Always forward-looking when it comes to pain management, North Carolina State’s Lascelles is excited about the potential of a handful of analgesics in development.
“I think probably the most exciting developments are coming from the companies where they are developing very novel and new analgesics for use in veterinary medicine,” Lascelles said.
Nexvet is developing an injectable chronic pain reliever—NV-01 for dogs and NV-02 for cats—using an antibody that inhibits the activity of the nerve growth factor.
A study showed NV-01 to have “a statistically significant benefit over placebo, 28 days after a single subcutaneous injection” in dogs as assessed by owners using a validated pain scoring protocol, while NV-02 showed success in cats as well, according to the company.

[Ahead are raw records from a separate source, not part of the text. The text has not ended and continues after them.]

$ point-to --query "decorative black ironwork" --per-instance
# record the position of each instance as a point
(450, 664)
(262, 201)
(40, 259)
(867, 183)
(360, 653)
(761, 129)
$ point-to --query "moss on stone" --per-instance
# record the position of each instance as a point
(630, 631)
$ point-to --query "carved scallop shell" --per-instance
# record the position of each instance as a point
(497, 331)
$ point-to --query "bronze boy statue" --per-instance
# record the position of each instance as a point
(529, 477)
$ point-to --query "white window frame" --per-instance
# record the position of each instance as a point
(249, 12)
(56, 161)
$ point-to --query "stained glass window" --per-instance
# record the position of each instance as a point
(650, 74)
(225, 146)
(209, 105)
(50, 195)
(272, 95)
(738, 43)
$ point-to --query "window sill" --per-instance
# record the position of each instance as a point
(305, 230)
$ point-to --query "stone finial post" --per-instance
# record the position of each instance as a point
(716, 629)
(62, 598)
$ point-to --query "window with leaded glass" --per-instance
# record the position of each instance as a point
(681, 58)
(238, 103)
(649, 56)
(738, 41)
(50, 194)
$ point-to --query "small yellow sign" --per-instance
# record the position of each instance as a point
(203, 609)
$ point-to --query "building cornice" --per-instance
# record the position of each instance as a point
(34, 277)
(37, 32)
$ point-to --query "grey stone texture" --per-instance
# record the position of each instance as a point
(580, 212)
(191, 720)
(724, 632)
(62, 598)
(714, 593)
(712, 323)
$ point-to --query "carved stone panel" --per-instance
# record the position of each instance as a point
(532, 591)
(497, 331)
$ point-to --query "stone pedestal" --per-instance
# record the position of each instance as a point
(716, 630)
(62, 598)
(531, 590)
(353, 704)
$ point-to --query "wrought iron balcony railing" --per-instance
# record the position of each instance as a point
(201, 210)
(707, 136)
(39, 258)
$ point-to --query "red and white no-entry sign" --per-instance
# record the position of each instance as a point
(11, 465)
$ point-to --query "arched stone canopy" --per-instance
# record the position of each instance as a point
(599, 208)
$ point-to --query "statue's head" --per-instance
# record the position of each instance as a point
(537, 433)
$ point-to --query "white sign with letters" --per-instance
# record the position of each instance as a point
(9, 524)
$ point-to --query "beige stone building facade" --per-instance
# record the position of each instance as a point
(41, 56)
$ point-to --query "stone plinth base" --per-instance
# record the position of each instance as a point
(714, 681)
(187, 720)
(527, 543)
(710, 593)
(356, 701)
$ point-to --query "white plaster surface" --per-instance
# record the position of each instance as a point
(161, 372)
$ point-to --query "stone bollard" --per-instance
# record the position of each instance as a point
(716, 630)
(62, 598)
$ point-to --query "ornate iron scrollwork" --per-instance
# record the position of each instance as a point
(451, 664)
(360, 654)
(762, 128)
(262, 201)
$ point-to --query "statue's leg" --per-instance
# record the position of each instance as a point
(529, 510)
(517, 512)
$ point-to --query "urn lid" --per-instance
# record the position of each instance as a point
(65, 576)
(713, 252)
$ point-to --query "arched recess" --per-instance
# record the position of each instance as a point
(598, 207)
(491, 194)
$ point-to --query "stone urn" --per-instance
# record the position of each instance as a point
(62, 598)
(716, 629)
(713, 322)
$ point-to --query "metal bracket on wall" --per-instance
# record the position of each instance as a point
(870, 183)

“They found very positive efficacy,” Lascelles said. “You’re talking about weeks of pain relief for a single injection.”
Lascelles also sees promise for both dogs and cats in drugs being developed by Aratana Therapeutics. One is a daily oral medication for treating osteoarthritis pain in dogs. Dogs receiving the drug during a study showed improved pain-assessment scores that were “statistically significant” compared to a placebo, according to Aratana.

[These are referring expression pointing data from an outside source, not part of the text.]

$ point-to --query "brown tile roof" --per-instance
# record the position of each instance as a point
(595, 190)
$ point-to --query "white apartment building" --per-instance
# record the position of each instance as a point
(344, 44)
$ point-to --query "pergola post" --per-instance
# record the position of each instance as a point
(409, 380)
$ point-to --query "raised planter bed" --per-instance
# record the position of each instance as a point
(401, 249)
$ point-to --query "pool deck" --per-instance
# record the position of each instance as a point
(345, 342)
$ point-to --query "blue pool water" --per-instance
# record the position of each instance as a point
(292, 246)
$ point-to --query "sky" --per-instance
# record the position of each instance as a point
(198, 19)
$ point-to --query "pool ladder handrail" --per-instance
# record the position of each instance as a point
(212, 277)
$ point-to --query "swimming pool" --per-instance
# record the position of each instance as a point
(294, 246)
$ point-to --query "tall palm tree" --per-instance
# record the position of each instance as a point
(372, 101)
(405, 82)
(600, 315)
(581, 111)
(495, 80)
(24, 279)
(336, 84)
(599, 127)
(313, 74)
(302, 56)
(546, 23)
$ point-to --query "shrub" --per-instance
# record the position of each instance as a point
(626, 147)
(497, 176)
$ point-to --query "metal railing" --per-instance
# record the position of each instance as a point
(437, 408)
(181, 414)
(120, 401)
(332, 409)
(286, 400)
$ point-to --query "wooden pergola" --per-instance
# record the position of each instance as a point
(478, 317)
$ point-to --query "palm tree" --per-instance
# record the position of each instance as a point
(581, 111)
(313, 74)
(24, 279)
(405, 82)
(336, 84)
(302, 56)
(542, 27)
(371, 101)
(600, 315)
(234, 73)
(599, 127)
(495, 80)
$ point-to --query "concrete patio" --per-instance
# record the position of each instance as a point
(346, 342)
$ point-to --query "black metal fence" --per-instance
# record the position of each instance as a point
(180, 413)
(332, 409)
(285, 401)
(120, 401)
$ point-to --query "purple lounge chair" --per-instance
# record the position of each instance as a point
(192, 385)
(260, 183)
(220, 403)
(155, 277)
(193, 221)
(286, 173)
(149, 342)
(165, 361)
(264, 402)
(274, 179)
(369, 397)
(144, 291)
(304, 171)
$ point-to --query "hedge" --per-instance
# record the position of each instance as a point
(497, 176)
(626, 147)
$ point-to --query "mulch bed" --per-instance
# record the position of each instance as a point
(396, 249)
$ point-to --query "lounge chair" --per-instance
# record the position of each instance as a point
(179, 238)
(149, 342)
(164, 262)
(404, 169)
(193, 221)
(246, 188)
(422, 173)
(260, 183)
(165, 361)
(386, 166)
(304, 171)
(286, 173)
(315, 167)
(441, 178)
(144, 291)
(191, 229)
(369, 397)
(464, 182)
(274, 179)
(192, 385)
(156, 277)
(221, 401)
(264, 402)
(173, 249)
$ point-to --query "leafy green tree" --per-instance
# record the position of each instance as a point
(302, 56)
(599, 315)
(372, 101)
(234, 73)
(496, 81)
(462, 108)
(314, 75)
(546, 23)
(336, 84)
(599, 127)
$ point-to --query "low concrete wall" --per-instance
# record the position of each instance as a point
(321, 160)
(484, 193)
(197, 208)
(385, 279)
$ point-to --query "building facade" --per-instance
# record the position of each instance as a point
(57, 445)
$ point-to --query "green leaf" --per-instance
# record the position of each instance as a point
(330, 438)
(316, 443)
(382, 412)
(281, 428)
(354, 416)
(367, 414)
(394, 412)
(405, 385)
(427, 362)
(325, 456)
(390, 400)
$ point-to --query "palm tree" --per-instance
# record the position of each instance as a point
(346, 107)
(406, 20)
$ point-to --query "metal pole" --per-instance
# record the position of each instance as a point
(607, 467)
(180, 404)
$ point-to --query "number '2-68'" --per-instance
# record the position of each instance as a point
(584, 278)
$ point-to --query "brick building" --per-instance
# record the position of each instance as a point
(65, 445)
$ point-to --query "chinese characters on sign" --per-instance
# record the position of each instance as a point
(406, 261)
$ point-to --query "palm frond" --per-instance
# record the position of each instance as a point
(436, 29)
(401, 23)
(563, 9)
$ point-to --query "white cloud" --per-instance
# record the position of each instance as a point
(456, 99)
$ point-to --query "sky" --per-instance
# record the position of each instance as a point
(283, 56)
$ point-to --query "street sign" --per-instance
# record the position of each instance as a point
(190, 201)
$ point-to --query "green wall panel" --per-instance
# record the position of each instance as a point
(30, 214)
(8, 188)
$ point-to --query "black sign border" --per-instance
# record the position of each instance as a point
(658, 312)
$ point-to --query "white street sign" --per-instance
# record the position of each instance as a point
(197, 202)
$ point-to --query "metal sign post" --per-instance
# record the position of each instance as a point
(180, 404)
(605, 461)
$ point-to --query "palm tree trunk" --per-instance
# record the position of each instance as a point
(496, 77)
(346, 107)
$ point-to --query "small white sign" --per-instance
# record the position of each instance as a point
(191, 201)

Aratana expects to commence commercialization upon Food and Drug Administration approval, which is anticipated in 2016.
The other development that has Lascelles stoked is an improved bupivacaine, which has a short duration of action.

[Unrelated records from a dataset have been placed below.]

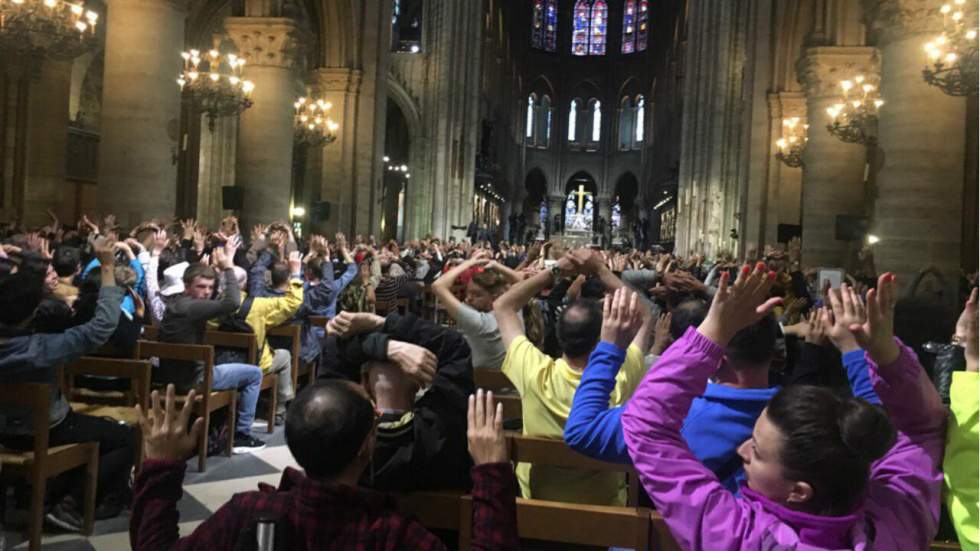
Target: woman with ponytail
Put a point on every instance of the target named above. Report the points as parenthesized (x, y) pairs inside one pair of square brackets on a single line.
[(822, 471)]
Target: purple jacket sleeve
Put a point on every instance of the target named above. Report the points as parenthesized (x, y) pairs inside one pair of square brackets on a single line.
[(906, 484), (699, 511)]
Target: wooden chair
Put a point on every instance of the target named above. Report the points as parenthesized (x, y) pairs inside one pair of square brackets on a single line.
[(211, 400), (43, 462), (294, 333), (115, 405), (248, 343)]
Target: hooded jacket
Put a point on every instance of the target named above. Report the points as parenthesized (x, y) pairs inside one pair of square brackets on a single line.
[(37, 358), (425, 448), (901, 507)]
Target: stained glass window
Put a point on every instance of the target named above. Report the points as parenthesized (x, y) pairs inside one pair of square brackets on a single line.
[(597, 38), (530, 117), (642, 22), (629, 27), (572, 120), (550, 25), (537, 25), (580, 28), (641, 106), (596, 120)]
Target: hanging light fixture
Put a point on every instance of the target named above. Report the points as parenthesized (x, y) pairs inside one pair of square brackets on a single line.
[(214, 84), (312, 127), (54, 28), (854, 118), (793, 142), (953, 55)]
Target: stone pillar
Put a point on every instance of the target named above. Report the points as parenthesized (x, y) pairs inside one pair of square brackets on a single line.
[(921, 132), (47, 142), (264, 160), (834, 171), (140, 109)]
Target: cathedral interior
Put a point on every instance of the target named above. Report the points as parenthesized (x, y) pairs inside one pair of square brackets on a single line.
[(704, 126)]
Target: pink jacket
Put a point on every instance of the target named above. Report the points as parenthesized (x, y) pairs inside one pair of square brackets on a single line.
[(902, 504)]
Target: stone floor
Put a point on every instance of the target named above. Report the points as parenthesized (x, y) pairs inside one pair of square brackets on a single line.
[(203, 494)]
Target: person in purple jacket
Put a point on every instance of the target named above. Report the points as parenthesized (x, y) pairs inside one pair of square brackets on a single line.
[(823, 471)]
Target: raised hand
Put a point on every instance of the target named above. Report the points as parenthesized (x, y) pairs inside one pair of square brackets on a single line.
[(414, 360), (485, 429), (661, 334), (848, 310), (621, 318), (971, 335), (165, 434), (739, 305), (877, 333)]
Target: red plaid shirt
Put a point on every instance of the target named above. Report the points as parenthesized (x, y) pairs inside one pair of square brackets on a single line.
[(313, 515)]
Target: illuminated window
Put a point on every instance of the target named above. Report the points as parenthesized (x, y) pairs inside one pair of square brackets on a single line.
[(572, 120)]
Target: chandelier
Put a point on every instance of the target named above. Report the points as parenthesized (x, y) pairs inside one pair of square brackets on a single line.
[(214, 84), (854, 118), (312, 126), (793, 142), (54, 28), (952, 55)]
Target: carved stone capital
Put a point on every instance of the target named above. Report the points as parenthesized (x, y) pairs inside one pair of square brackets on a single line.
[(786, 104), (888, 20), (336, 79), (266, 41), (821, 69)]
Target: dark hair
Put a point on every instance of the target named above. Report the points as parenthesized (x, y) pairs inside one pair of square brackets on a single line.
[(279, 274), (754, 344), (689, 313), (198, 270), (579, 327), (20, 295), (829, 441), (66, 261), (326, 425)]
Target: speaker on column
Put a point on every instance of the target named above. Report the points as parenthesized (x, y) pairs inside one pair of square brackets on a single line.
[(232, 198), (850, 227), (320, 212)]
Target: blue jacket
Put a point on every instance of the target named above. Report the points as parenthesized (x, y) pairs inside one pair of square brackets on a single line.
[(717, 423)]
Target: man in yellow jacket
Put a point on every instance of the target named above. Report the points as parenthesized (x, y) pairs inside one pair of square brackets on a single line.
[(284, 298)]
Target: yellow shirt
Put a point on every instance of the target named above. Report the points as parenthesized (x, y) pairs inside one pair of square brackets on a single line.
[(547, 387)]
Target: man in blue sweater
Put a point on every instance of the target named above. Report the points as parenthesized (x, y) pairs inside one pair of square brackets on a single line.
[(717, 423)]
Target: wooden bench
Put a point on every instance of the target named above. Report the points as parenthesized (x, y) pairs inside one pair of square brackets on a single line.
[(115, 405), (211, 400), (43, 462)]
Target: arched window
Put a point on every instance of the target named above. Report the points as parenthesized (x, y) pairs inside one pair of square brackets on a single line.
[(530, 117), (629, 27), (626, 123), (597, 39), (573, 120), (580, 27), (642, 22), (544, 24), (542, 133), (589, 22), (641, 107), (635, 20), (596, 111)]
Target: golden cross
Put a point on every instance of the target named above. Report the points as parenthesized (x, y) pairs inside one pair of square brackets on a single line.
[(582, 194)]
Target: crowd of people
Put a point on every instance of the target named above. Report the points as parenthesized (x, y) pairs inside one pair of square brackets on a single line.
[(761, 406)]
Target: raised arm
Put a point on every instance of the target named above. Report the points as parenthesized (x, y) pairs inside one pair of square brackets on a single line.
[(694, 504), (442, 287)]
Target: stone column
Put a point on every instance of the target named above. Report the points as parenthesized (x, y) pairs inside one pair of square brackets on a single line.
[(921, 132), (264, 160), (47, 142), (140, 109), (834, 171)]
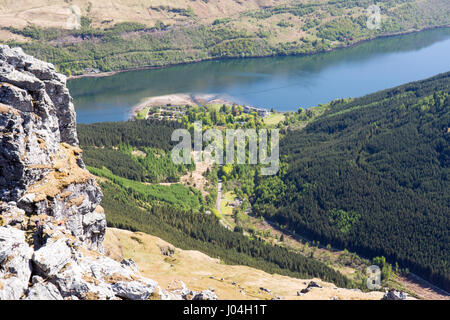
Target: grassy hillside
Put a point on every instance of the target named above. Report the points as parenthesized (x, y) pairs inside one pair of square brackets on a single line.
[(121, 35), (199, 271), (372, 175), (178, 213)]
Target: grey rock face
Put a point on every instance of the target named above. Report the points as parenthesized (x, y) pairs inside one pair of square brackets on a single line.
[(51, 224), (394, 295), (39, 159)]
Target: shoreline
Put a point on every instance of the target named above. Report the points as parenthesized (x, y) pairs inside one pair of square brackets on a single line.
[(112, 73), (188, 99)]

Aratana also is developing a liposome-encapsulated bupivacaine that could be injected into a wound before it is closed during surgery, providing relief for three days, Lascelles said.
“The landscape is changing,” he said. “It’s getting really exciting, we are getting new tools and we will be able to better manage pain.”
To keep up with developments, veterinarians should seek out additional training to stay on top of managing pain in their patients, said AAHA’s Loenser.
“Continuing education abounds on this topic, including at AAHA’s yearly conference in Austin, Texas, at the end of March,” she said.
Continuing education can help practitioners faced with prescribing unfamiliar drugs or dealing with increased paperwork associated with controlled substances.
“Adding new services and equipment to your hospital can be equally as intimidating,” Loenser said. “However, looking at it from the flip side, my clients value minimizing suffering in their pets over almost anything else.
“If you can alleviate suffering in a pet, the gratitude both the pet and client will express to you, your staff and their friends will make your investment in time, medications and equipment more than worthwhile,” she added.
Boning up on the latest pain-management techniques and tools is a veterinarian’s moral obligation, Downing said.
“Every single patient who comes through the door will experience pain at various times during its life, much of it induced by us,” she said. “We have a moral imperative and ethical obligation to advocate on behalf of beings who cannot advocate for themselves, and that means preventing, identifying and treating pain in every single patient every single time they need us to intervene.”
She encouraged membership in the International Veterinary Academy of Pain Management because some practitioners “are simply not in touch” with the latest pain-management information, she said.
“There just is no excuse—with what we know and with the information that is readily available—for any animal patient to suffer needlessly from pain,” Downing said.